Alerting based on monitoring logs

A logs-based alerting component, ElastAlert, is part of the IBM FCI logging stack. Using ElastAlert, you can add specific rules to monitor the logs and alert, based on the rules configured. IBM FCI does not ship any concrete rules; however, IBM FCI has a rule that traps the errors and exceptions in the message log of the Case Manager fci-solution.

Procedure

To add a new rule to ElastAlert:

  1. Create a custom_rule_name.yaml file based on the ElastAlert Rule Types and Configuration Options documentation.
  2. To get the Elasticsearch query/filter correct for filtering the IBM FCI logs, test the QueryDSL in the Kibana under the Filebeat index pattern.
    Note: You can configure the alert section to perform useful tasks on rule violation. See #task_eyk_sc3_nhb for details.
  3. When the rule file is complete, follow these steps to add the rule to ElastAlert:
    1. Scale down the ElastAlert deployment:
      kubectl scale deploy fci-logging-elastalert --replicas 0
    2. Put the rule file in the Persistent Volume mount of ElastAlert in the nfsserver(fci-elastalert-data).
    3. Start the ElastAlert pod:
      kubectl scale deploy fci-logging-elastalert --replicas 1
      If the ElastAlert pod fails to start, check the logs using the following command:
      kubectl logs $(kubectl get pods -l app=logging-elastalert | grep elastalert | awk '{ print $1 }’)
      The generic log states that the rule file is invalid. Verify the rule file again and repeat this process.

Results

After the pod is restarted, you can see the alerts as described in #task_eyk_sc3_nhb.
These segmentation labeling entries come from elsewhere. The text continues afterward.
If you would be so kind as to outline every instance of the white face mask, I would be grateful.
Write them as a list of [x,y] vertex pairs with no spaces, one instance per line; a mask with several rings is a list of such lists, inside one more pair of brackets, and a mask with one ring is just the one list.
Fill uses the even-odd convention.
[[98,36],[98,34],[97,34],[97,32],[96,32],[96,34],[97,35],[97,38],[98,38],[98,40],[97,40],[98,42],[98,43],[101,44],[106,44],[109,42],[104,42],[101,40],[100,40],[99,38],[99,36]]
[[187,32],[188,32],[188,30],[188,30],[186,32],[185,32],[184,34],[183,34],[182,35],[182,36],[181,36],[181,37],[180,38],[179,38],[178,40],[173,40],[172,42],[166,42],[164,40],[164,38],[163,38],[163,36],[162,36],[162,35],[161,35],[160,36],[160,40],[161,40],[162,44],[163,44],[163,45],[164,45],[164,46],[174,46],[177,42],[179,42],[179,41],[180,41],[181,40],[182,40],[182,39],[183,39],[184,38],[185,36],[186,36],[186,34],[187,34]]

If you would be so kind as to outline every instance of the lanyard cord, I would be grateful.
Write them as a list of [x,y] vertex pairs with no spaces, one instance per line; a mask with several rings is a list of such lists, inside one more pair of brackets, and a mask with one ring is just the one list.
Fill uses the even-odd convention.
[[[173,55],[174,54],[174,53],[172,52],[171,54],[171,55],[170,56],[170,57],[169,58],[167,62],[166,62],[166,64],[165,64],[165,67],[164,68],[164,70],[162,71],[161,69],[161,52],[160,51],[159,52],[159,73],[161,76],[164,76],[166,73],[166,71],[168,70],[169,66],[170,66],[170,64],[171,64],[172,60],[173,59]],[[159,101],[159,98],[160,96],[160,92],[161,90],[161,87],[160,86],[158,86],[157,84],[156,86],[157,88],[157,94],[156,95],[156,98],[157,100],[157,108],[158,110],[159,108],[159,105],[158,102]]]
Here is an example of a Frequency Based alert:
```
#Rule Name
name: Case-Manager-Exceptions
 
# Type of alert.
# the frequency rule type alerts when num_events events occur with timeframe time
type: frequency
 
# (Required)
# Index to search, wildcard supported
index: filebeat*
 
# (Required, frequency specific)
# Alert when this many documents matching the query occur within a timeframe
num_events: 1
 
# (Required, frequency specific)
# num_events must occur within this amount of time to trigger an alert
timeframe:
  hours: 1
 
# By setting realert, you will prevent the same rule from alerting twice in an amount of time.
realert:
  minutes: 0
 
# The aggregation feature will take every alert that has occured over a period of time and send them together in
# one alert.
aggregation:
  hours: 2
 
# (Required)
# A list of Elasticsearch filters used for find events
# These filters are joined with AND and nested in a filtered query
# For more info: http://www.elasticsearch.org/guide/en/elasticsearch/reference/current/query-dsl.html
filter:
- query:
    bool:
      must:
      - match:
          kubernetes.labels.app: "case-manager-fci-solution"
      - match:
          kubernetes.container.name: "message-log"
      - bool:
          should:
          - match_phrase:
              message: "exception"
          - match_phrase:
              message: "error"

# (Required)
# The alert is use when a match is found
alert:
  - command
command: ["echo", "case-manager error"]
```

For detailed information about configuration parameters, refer to ElastAlert documentation.